To better understand the cause of the Helt mutant phenotype and the
mechanism of action of Helt in controlling the transmitter phenotype
decision, we searched for genes up- or downregulated by the loss of
Helt activity. For this purpose, we compared the gene expression
patterns in presumptive Helt+ progenitors sorted from
Helt+/- and Helt-/- mesencephalons. As
expected from the targeting strategy of replacing the Helt coding
sequence with a GFP cDNA, GFP was transcribed with an
essentially identical pattern to that of Helt, and GFP+
cells could be sorted by FACS (see Fig. S1A,B in the supplementary material).

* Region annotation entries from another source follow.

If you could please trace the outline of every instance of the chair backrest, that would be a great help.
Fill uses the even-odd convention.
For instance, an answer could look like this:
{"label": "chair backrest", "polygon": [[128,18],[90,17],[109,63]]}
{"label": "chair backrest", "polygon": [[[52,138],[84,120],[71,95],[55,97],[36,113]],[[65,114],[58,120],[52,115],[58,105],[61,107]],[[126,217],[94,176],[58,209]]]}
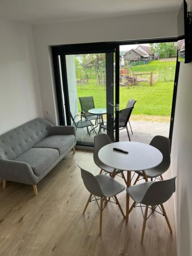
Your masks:
{"label": "chair backrest", "polygon": [[81,177],[83,181],[84,185],[88,190],[91,194],[97,197],[103,197],[103,194],[95,176],[89,172],[84,170],[78,165],[78,166],[81,169]]}
{"label": "chair backrest", "polygon": [[72,114],[71,114],[71,112],[70,112],[70,116],[71,116],[71,118],[73,121],[73,122],[75,124],[75,119],[74,119],[73,116],[72,116]]}
{"label": "chair backrest", "polygon": [[88,113],[88,110],[95,109],[94,101],[92,96],[79,97],[79,99],[82,111]]}
{"label": "chair backrest", "polygon": [[133,99],[130,99],[128,100],[126,108],[128,109],[128,108],[132,108],[133,106],[134,106],[134,105],[136,103],[136,102],[137,100],[135,100]]}
{"label": "chair backrest", "polygon": [[152,182],[141,203],[146,205],[158,205],[162,204],[170,198],[175,191],[175,179]]}
{"label": "chair backrest", "polygon": [[126,126],[133,109],[128,108],[119,111],[119,127]]}
{"label": "chair backrest", "polygon": [[162,161],[156,168],[162,172],[166,172],[170,164],[169,139],[166,137],[157,135],[152,139],[150,145],[159,150],[163,155]]}
{"label": "chair backrest", "polygon": [[95,164],[100,167],[103,164],[100,161],[98,153],[103,146],[108,144],[111,143],[111,140],[110,137],[106,134],[102,133],[98,134],[94,137],[94,151],[93,153],[93,159]]}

Among approximately 200 homeodomain factors screened by RT-PCR, none of the
factors selectively expressed in VZ progenitors in the mesencephalon was
identified as showing altered expression after loss of Helt (data not
shown). Consistently, the homeodomain factors expressed within the
Helt+ domain, such as Nkx2.2 and Nkx6.1, were normally expressed in
the VZ of the mutants, and the expression of the VZ transcription factors
Hnf3ß and Sim1 was also unaffected
(Fig. 4A; data not shown). In
addition, as expected from these observations, the expression patterns of
these factors were not affected by ectopic Helt expression in the
transgenic embryos (see Fig. S2 in the supplementary material). These results
suggest that Helt is not involved in progenitor domain formation.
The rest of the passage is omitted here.